И словно почувствовав непроизнесённое, Яржанг Юрденал резко повернулся и вышел из каминного зала.
* * *
Плешак был прав. Всё устаканилось. Хотя, конечно, хватало и неприятностей. Недовернёшься бьют, перевернёшься бьют - старая строевая поговорка оправдывала себя и здесь.
Несколько дней Гаору удавалось избегать крупных неприятностей. Правда, он и старался. Пока всех тонкостей не узнаешь, нарушать нельзя. Залетишь там, где опытный проскочит. Метки он пришил, место в строю и за столом больше не путал, Булан к нему не цеплялся, да и с остальными он не то что ладил, а не давал повода к вражде, твёрдо помня: он здесь новобранец. Со всеми вытекающими последствиями. Так что, смотри, слушай, запоминай и не рыпайся. Соседа по столу звали Зайчей, спал он через три койки от него в том же ряду, нижнего по койке Полошей, был тот медлителен и основателен во всём, что делал, но, если надо, умел и быстро бегать, мальчишку с вечно полуоткрытым ртом и изумлённо вылупленными светлыми глазами Тукманкой. Незнакомые слова Гаор просто запоминал, стараясь самостоятельно догадаться о смысле, лезть с вопросами наобум не хотелось. Выплаты ещё не было, и долг Мастаку оставался за ним, но, как он заметил, долги были у многих. Друг другу за игру, в ларёк, тому же Мастаку за новый гребень или ещё какое рукоделие. В ларьке можно было прикупать к пайку.

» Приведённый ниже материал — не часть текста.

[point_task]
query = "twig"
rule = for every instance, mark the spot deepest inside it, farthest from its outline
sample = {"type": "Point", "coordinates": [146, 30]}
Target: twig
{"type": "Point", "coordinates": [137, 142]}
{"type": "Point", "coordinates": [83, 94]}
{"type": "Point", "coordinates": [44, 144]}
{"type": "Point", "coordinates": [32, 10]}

- Понимашь, паря, - бодро трепался за работой Плешак, - там при погрузке-выгрузке то порвётся что, то сомнётся, али ещё как попортится. Что получше, понятно, в дешёвые отделы скидывают, это не у нас, у нас основной комплекс, тута всё люксовое. И нам перепадает. Что из носильного к Матуне, там уж зашьют, починят и к делу приспособят, а жрачку бросовую в ларёк. Фишки-то дают, - хохотнул Плешак, - их тратить надо. Ты сигарету, скажем, купил, фишку отдал, её тебе же в следующую выплату снова дадут, ты её снова в ларёк снесёшь. Во колёсико крутится! - Плешак восхищённо покрутил головой.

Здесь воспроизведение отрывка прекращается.